Marmelade/Honig
1. Honig – mehr als nur ein Süßungsmittel
Honig begleitet die Menschen seit mindestens 8.000 Jahren. Was unsere Vorfahren intuitiv geschätzt haben, bestätigt die moderne Wissenschaft zunehmend: Echter Honig ist kein austauschbarer Zucker, sondern ein komplexes Naturprodukt mit biologisch aktiven Inhaltsstoffen. Voraussetzung dafür ist allerdings, dass der Honig schonend gewonnen und nicht über 40 °C erhitzt wurde. Diese Art von Honig nennen wir Rohhonig – und nur er behält seine empfindlichen Enzyme und sekundären Pflanzenstoffe.
In diesem Artikel erfährst du, was in echtem Honig wirklich steckt, welche Wirkungen wissenschaftlich belegt sind, wo die Unterschiede zwischen den Honigsorten liegen und wann du Honig besser nicht einsetzen solltest.
2. Die wichtigsten Inhaltsstoffe von Honig
Honig besteht zu rund 80 % aus Zucker, zu etwa 17 % aus Wasser – und zu den restlichen 3 % aus einer überraschend vielfältigen Mischung aus Enzymen, Polyphenolen, Mineralstoffen und Vitaminen. Genau diese kleine Restfraktion macht den biologischen Unterschied zu raffiniertem Industriezucker aus.
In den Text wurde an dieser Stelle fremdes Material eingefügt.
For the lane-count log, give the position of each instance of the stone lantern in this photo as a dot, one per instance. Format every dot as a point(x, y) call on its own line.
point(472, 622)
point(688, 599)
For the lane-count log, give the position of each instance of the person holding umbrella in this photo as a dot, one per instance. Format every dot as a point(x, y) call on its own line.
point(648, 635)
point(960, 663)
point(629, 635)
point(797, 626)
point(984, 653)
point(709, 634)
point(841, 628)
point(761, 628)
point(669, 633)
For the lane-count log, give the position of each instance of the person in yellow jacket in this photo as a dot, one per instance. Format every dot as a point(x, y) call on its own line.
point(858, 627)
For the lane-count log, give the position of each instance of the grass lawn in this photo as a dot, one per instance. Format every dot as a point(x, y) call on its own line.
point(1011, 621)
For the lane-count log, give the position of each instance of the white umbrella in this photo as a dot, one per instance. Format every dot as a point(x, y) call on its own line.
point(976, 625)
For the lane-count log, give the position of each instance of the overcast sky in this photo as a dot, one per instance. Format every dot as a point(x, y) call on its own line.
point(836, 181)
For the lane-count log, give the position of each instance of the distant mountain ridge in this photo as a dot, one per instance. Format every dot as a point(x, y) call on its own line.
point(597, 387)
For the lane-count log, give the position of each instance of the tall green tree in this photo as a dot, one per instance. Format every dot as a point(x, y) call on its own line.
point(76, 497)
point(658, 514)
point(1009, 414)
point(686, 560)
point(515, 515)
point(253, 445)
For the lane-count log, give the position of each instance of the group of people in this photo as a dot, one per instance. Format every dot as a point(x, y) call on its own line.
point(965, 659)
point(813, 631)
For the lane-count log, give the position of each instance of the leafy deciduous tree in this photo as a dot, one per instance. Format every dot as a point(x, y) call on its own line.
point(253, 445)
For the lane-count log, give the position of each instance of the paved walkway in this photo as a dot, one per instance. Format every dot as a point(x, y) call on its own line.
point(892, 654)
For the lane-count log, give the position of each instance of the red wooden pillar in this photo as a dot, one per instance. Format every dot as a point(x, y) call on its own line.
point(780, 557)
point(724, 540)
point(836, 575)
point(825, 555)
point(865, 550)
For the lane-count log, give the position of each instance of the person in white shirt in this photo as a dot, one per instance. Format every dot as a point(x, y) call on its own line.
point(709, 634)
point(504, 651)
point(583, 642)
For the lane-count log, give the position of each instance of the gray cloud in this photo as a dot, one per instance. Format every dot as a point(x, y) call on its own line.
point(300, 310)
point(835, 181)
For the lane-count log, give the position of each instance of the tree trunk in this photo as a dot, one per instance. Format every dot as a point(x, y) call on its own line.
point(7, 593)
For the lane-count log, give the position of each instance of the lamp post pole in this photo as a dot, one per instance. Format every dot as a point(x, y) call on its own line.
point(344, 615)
2.1 Zucker: Fructose, Glucose, Saccharose
Der Zuckeranteil im Honig ist überwiegend Fruchtzucker (Fructose, ca. 38 %) und Traubenzucker (Glucose, ca. 31 %), ergänzt um kleinere Anteile Saccharose, Maltose und komplexere Mehrfachzucker. Das Verhältnis von Fructose zu Glucose entscheidet über die Konsistenz: Sorten mit hohem Glucose-Anteil wie Rapshonig kristallisieren schnell und werden cremig, während fructoselastige Sorten wie Akazienhonig über Monate flüssig bleiben.
2.2 Enzyme – das biologische Alleinstellungsmerkmal
Bienen reichern den Nektar beim Einsammeln und Eindicken mit körpereigenen Enzymen an. Die wichtigsten davon:
-
Glucose-Oxidase – spaltet Glucose in Gluconsäure und Wasserstoffperoxid. Basis für einen Großteil der antibakteriellen Wirkung.
-
Invertase – spaltet Saccharose in Glucose und Fructose auf und macht Honig besser verträglich.
-
Diastase – baut Stärke schrittweise zu Zuckern ab.